Vereinsgründung

Bei einer Vereinsgründung fallen nur geringe Gebühren für die notarielle Beglaubigung an. Lediglich der Aufwand des Notars verursacht geringfügige Unterschiede. Die notarielle Beglaubigung ist nicht zu umgehen, damit der eingetragene Verein auf einer juristisch sicheren Grundlage gegründet wird.


Vereine ohne den Zweck der Gewinnerzielung können frei gegründet werden, jedoch dürfen sie keine Überschüsse erwirtschaften oder müssen diese am Jahresende verbrauchen beziehungsweise gemeinnützigen Zwecken zur Verfügung stellen. Wirtschaftlich tätige Vereine müssen eine staatliche Erlaubnis einholen. Für beide Fälle entsteht die Rechtskraft des Vereins durch einen Eintrag in das jeweilige Vereinsregister beim Amtsgericht. Diesen Vorgang veranlasst der Notar.

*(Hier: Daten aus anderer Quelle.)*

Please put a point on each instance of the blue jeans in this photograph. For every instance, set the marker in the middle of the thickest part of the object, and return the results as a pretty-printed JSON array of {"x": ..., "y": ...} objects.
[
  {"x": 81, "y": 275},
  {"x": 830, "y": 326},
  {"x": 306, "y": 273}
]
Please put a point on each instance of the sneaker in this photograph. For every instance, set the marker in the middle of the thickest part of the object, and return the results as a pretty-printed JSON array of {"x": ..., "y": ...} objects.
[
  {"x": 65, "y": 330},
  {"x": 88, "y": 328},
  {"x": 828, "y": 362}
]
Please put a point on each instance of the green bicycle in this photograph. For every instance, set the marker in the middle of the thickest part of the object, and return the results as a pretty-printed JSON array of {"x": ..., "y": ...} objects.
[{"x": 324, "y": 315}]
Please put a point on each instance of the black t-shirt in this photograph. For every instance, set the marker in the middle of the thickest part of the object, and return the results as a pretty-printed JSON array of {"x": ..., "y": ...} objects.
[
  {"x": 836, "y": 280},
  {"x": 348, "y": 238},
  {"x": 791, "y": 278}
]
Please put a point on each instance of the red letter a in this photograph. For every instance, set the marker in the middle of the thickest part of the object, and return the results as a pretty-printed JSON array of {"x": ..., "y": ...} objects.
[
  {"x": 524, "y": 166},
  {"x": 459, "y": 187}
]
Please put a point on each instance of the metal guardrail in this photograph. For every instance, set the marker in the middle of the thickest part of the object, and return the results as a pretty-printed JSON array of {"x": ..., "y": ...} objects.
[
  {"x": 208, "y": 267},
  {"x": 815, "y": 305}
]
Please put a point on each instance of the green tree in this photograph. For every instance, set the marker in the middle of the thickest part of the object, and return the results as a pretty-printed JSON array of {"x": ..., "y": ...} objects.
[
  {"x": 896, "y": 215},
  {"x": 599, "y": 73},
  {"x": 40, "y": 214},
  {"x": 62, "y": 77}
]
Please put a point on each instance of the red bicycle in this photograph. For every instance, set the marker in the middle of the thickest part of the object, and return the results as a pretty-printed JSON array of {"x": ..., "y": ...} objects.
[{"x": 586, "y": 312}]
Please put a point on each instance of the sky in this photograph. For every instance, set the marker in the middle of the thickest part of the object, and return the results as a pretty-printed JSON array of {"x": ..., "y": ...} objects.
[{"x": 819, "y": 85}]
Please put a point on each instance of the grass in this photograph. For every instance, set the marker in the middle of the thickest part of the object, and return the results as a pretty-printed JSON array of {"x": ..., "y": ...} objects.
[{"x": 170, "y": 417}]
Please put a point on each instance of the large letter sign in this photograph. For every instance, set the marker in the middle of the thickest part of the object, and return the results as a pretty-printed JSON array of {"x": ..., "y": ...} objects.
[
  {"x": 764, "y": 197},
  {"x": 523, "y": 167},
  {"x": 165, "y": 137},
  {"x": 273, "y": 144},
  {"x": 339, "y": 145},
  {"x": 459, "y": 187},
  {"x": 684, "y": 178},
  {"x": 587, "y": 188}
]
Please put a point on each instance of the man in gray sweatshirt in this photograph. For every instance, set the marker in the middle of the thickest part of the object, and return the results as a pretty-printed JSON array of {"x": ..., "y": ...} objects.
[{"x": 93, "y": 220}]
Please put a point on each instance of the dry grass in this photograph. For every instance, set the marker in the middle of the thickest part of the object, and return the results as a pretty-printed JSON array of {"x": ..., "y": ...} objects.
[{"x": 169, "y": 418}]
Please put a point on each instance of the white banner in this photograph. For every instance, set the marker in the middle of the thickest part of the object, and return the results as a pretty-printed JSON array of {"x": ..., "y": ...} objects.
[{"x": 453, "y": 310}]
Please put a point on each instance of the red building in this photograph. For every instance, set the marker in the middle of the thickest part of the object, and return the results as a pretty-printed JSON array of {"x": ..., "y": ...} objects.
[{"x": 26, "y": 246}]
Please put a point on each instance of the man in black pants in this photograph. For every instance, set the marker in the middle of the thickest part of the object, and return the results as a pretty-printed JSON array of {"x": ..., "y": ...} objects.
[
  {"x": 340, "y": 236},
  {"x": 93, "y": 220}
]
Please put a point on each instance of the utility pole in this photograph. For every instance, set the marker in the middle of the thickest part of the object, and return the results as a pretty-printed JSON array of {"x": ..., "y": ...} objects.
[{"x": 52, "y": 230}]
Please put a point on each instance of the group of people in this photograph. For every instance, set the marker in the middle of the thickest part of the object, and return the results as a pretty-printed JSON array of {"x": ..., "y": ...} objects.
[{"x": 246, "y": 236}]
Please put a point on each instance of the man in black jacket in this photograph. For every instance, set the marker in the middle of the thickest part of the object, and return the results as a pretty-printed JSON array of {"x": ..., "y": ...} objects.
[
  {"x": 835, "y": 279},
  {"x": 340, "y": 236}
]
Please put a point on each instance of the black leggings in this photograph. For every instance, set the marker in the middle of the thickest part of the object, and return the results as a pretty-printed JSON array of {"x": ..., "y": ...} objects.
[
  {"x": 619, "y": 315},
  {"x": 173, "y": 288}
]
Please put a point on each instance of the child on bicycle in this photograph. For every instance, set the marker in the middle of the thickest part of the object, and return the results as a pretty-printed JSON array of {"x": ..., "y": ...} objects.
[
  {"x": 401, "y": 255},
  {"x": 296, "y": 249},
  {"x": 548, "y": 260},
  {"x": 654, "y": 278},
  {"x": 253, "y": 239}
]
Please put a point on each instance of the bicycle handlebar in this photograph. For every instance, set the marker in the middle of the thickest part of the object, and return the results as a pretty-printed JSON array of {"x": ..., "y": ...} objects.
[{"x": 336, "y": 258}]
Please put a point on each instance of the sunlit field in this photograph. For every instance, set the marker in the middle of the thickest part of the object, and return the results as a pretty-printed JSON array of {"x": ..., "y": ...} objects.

Notargebühren bei der Vereinsgründung

Der Notar erhebt Gebühren für Registereintragungen und Anmeldungen. Sie fallen im einzelnen wie folgt aus:

  • 70 Euro für die Anmeldung eines gemeinnütziger Vereins
  • Ersteintragung bei Gericht: Notargebühren 75 Euro zuzüglich geringer Bekanntmachungskosten
  • Zusatzeintragungen bei Gericht wie Vorstands- und Satzungsänderungen): Notargebühren 50 Euro

Hierin sind schon Bürokosten des Notars enthalten (Porto, Telefon, Schreibgebühr, Fax). Wenn es sich um einen wirtschaftlich tätigen Verein handelt, fallen unter Umständen etwas höhere Kosten für die notarielle Beglaubigung an, die sich am Umfang der wirtschaftlichen Vereinstätigkeit bemessen.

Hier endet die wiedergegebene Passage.